Oleh: Tom Pasaribu S.H, M.H
RUANGPOLITIK.COM — Seluruh rakyat setuju negara Indonesia memiliki Kitab Undang-Undang Hukum Pidana alias KUHP yang dirumuskan dan dibuat sendiri, tetapi tidak boleh bertentangan dengan Pembukaan dan pasal demi pasal UUD 1945, serta Pancasila.
RKUHP yang dibahas DPR saat ini masih banyak pasalnya yang bertentangan dengan Pembukaan UUD 1945 serta Pancasila. Seperti contoh kritik terhadap Presiden, DPR dan Polri dianggap menghina sehingga dijadikan pidana, belum lagi pasal-pasal lainnya.
Kalau kritik dianggap sebagai penghinaan, lalu kenapa Capres dan Caleg memberikan sembako dan uang untuk mendapatkan suara rakyat pada saat Pemilu?
Sepertinya DPR tidak mampu untuk memperbaiki RKUHP yang sudah ada sesuai dengan semangat Pembukaan UUD 45 serta Pancasila.

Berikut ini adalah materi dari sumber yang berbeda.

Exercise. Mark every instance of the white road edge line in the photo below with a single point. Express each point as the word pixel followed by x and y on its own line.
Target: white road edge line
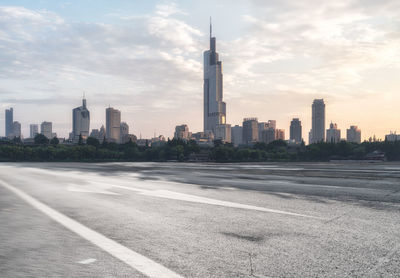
pixel 137 261
pixel 203 200
pixel 88 261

Kalau memaksakan pengesahan RKUHP yang hanya menyulitkan dan membuat rakyat sengsara, sebaiknya rakyat tidak usah memberikan suaranya pada Pemilu 2024.
Kalau toh suara yang diberikan kepada Presiden dan para Caleg dijadikan sebagai alat untuk menyengsarakan rakyat melalui produk-produk hukum yang disahkan DPR dan Pemerintah.
Seperti UU IKN yang baru disahkan sudah mau direvisi, lalu bagaimana pertanggung jawaban DPR terhadap rakyat yang terkena pidana karena IKN? Demikian juga dengan UU Cipta Kerja yang sampai saat ini masih bermasalah. Kesalahan DPR dalam mengeluarkan produk hukum akan menyengsarakan rakyat.
Sampai kapan DPR mengorbankan rakyat dengan produk hukum yang amburadul hanya karena uang intensif?